In response to Cruz, Trump painted his opponent as trying to disparage New Yorkers, leading to this New York Daily News cover and compelling New York Mayor Bill de Blasio -- in a fundraising e-mail -- to say that Cruz's comments were "an attack on the 8.4 million men and women" of the biggest U.S. city.
But on one level, Cruz was just stating the obvious: Many Americans living outside big cities don't share certain New York values, and there's nothing unusual about this.
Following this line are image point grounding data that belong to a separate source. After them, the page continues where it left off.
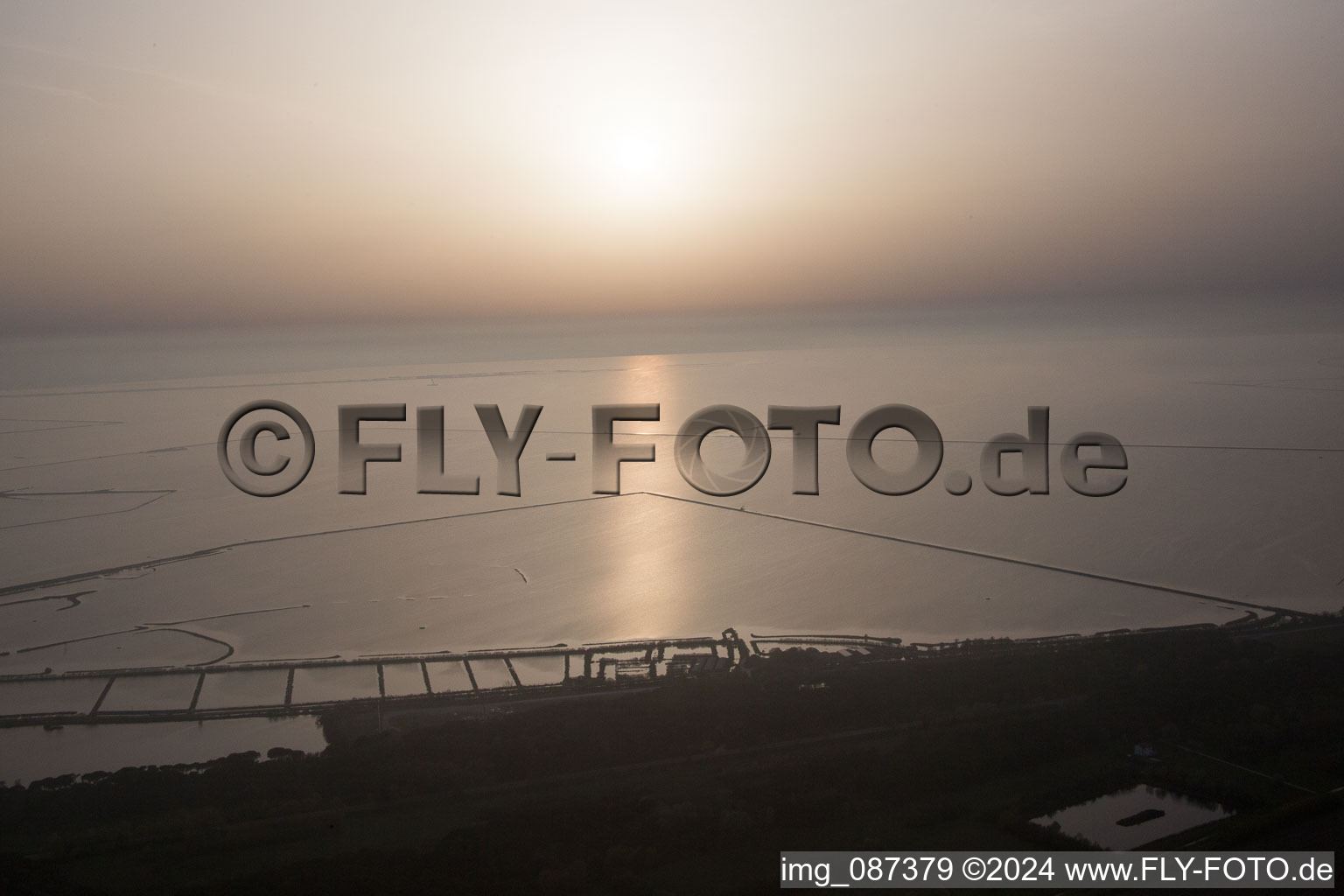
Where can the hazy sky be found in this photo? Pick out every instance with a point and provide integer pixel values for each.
(180, 163)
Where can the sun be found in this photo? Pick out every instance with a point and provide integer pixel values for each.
(636, 163)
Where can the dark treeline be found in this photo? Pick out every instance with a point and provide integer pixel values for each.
(794, 751)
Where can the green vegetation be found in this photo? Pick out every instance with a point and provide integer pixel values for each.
(697, 785)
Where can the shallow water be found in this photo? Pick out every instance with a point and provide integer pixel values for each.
(1097, 820)
(125, 546)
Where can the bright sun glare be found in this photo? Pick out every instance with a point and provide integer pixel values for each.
(636, 163)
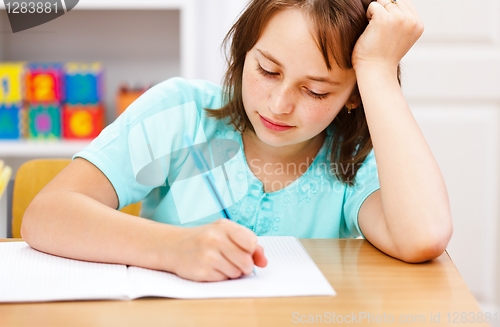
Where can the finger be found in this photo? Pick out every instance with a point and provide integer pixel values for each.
(411, 8)
(237, 257)
(403, 7)
(374, 9)
(213, 276)
(243, 237)
(388, 5)
(259, 258)
(224, 266)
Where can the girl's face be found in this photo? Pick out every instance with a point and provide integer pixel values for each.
(289, 94)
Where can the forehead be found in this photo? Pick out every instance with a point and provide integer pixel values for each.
(290, 36)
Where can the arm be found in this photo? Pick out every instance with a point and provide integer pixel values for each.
(409, 218)
(74, 216)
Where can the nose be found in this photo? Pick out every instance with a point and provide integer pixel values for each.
(282, 99)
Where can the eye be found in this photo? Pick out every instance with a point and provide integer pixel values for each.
(267, 73)
(317, 95)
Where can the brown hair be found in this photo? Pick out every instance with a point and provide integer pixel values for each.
(338, 24)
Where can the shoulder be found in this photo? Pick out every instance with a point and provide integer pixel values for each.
(184, 89)
(173, 93)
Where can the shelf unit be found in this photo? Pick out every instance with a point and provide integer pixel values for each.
(139, 42)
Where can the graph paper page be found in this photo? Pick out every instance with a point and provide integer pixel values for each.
(290, 272)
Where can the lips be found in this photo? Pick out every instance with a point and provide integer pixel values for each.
(275, 126)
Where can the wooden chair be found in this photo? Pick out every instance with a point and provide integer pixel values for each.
(31, 177)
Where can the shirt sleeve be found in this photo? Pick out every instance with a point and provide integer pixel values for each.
(133, 151)
(366, 183)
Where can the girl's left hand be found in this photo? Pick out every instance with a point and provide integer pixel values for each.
(392, 30)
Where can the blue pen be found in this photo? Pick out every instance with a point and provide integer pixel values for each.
(202, 164)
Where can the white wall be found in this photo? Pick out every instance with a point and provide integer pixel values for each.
(452, 81)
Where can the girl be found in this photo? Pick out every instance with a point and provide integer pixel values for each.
(312, 86)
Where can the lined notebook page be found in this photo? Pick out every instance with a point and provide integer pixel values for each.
(290, 272)
(28, 275)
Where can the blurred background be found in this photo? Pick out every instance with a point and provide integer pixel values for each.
(451, 79)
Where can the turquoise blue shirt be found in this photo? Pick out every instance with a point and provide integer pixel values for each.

Similar perceived gaps between city folk and "real people" exist in many countries, and they are an important political issue for any responsible leader.
In 1919, an editorial in the Schwaebische Merkur, a Stuttgart newspaper, denounced left-wing Berlin by raising the cry, "Berlin is nicht Deutschland!" It wrote:
We in Southern Germany won't put up with it anymore. We want to have a state. And Berlin has these days forfeited its right to be the capital of that state and to represent us, and it has shown itself unworthy of leading.
"Berlin is not Germany" is still a popular saying, especially since the refugee crisis began and liberal Berliners turned out to be much more welcoming of newcomers than more conservative small-town residents. That's just one of the fault lines. Small-town Germany generally is far more socially conservative than the country's capital and most populous city, just as small-town America is less liberal than New York.
"Paris n'est pas la France" is a time-worn sentiment and the title of a book by Bernard Lecomte, former editor of Figaro Magazine, who moved from Paris to Burgundy in 2004. From where he is now, Lecomte sees France's most important issues differently than he did when he lived in the metropolis. He wrote on his blog in December, just as a contentious election campaign drew to a close and the extreme right National Front looked set to score a major win:
From my corner of Yonne, the number one problem is not the National Front or Islam, which nobody talks about at local meetings, but the lack of doctors and Internet connections in large areas unable, because of this, to communicate with the rest of the world and attract tourists or investors.
Britons, of course, argue that London is not the U.K. because it's too affluent to understand the concerns of the rest of the country. "If you are surrounded by very rich people, significant affluence comes to seem average," thriller writer Sean Thomas wrote in a column for the Telegraph. "At the same time, peculiarly metropolitan obsessions take over: green taxes seem more important than tax breaks for the low paid, gay marriage or fox hunting become bizarrely totemic." He summed up:
And so we see the tragedy of London. It’s a world-class city: which means the leaders who dwell here have a world-class ignorance of real life.
In Russia, my birthplace, non-Muscovites harbor similar resentments about those who live inside the city's ring road. Even when they rise to the top in the capital, which is home to one-tenth of Russia's population, their dislike for the affluent, liberal city doesn't go away. In 2013, Sergei Ivanov, President Vladimir Putin's chief of staff, said in an interview that "Москва не Россия" -- "Moscow isn't Russia":
All it has is bloggers, journalists and bureaucrats, and in the rest of Russia, there are none of these, it has other people, they work, they make things, they are more down-to-earth and less pretentious.
Throughout the world, a country's No. 1 city is seen as too lax, too wealthy, too self-absorbed to care about the problems of those who earn a living by the sweat of their brow. That is the case in the U.S., too, though it is less centralized and boasts more major urban centers than France, the U.K. or Russia.
Cruz -- a big city dweller himself, but not a New Yorker -- was within his rights when he pointed to Trump's Big Apple affiliation as a potential liability for a Republican candidate. Even if he meant to paint New Yorkers in a negative light, they also recognize that their outlook and values aren't those of small-town America. Trump acknowledged as much in the 1999 interview.